In [5]:
import re
import json
import csv
import os
from typing import List, Dict, Optional
from dataclasses import dataclass

@dataclass
class DocumentChunk:
    """Represents a single document chunk with metadata"""
    content: str
    page_number: int
    side: str  # 'LEFT' or 'RIGHT'
    chunk_id: str
    metadata: Dict = None
    
    def __post_init__(self):
        if self.metadata is None:
            self.metadata = {}
        
        # Add basic metadata
        self.metadata.update({
            'page_number': self.page_number,
            'side': self.side,
            'chunk_id': self.chunk_id,
            'word_count': len(self.content.split()),
            'char_count': len(self.content)
        })

class DocumentPageChunker:
    """
    Chunks documents based on page markers for RAG applications.

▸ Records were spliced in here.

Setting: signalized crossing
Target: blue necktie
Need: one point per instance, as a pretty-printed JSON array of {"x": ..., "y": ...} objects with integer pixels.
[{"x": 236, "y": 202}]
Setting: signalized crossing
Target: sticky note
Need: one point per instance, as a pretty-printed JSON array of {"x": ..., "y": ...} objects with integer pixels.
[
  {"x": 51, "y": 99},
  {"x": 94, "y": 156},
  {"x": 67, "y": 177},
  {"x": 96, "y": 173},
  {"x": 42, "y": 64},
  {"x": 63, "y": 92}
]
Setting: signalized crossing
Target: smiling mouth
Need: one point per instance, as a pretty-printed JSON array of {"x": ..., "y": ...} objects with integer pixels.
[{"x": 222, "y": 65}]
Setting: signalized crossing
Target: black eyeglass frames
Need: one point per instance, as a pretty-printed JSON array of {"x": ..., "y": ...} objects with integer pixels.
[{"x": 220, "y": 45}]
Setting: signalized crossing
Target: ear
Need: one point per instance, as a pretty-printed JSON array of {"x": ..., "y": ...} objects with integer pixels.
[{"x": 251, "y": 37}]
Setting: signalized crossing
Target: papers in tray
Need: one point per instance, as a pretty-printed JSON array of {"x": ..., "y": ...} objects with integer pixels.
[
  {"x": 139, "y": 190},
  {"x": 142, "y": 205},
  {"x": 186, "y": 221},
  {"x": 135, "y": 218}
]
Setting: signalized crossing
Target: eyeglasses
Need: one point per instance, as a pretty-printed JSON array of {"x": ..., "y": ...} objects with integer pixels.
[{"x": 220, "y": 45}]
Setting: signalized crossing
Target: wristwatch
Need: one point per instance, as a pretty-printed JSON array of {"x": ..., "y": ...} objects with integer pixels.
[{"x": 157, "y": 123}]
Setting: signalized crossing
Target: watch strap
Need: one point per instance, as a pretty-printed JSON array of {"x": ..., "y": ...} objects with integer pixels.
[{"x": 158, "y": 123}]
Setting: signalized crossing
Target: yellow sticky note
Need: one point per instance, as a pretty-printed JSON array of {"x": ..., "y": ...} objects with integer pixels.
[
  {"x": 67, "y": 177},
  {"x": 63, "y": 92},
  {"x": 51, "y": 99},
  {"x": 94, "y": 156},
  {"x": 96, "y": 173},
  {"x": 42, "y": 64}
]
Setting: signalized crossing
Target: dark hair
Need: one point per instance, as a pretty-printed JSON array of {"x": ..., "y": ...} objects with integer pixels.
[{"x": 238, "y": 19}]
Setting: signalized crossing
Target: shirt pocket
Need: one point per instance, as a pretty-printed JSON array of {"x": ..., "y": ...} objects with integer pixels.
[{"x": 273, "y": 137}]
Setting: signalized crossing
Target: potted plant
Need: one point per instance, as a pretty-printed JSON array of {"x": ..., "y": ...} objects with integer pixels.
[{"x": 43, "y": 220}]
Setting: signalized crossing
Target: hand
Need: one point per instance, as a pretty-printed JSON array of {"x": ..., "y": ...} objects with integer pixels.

    Handles both LEFT and RIGHT page sections.
    """
    
    def __init__(self):
        # Regex pattern to match page markers
        self.page_pattern = r'--- Page (\d+) \((LEFT|MIDDLE|RIGHT)\) ---'
    
    def chunk_document(self, text: str, 
                      min_chunk_length: int = 50,
                      include_empty_chunks: bool = False) -> List[DocumentChunk]:
        """
        Chunk document by page markers.
        
        Args:
            text: The document text to chunk
            min_chunk_length: Minimum character length for a chunk to be included
            include_empty_chunks: Whether to include chunks with no content
            
        Returns:
            List of DocumentChunk objects
        """
        chunks = []
        
        # Find all page markers with their positions
        matches = list(re.finditer(self.page_pattern, text))
        
        if not matches:
            # If no page markers found, return the entire text as a single chunk
            return [DocumentChunk(
                content=text.strip(),
                page_number=1,
                side='UNKNOWN',
                chunk_id='chunk_1_UNKNOWN'
            )]
        
        # Process each page section
        for i, match in enumerate(matches):
            page_num = int(match.group(1))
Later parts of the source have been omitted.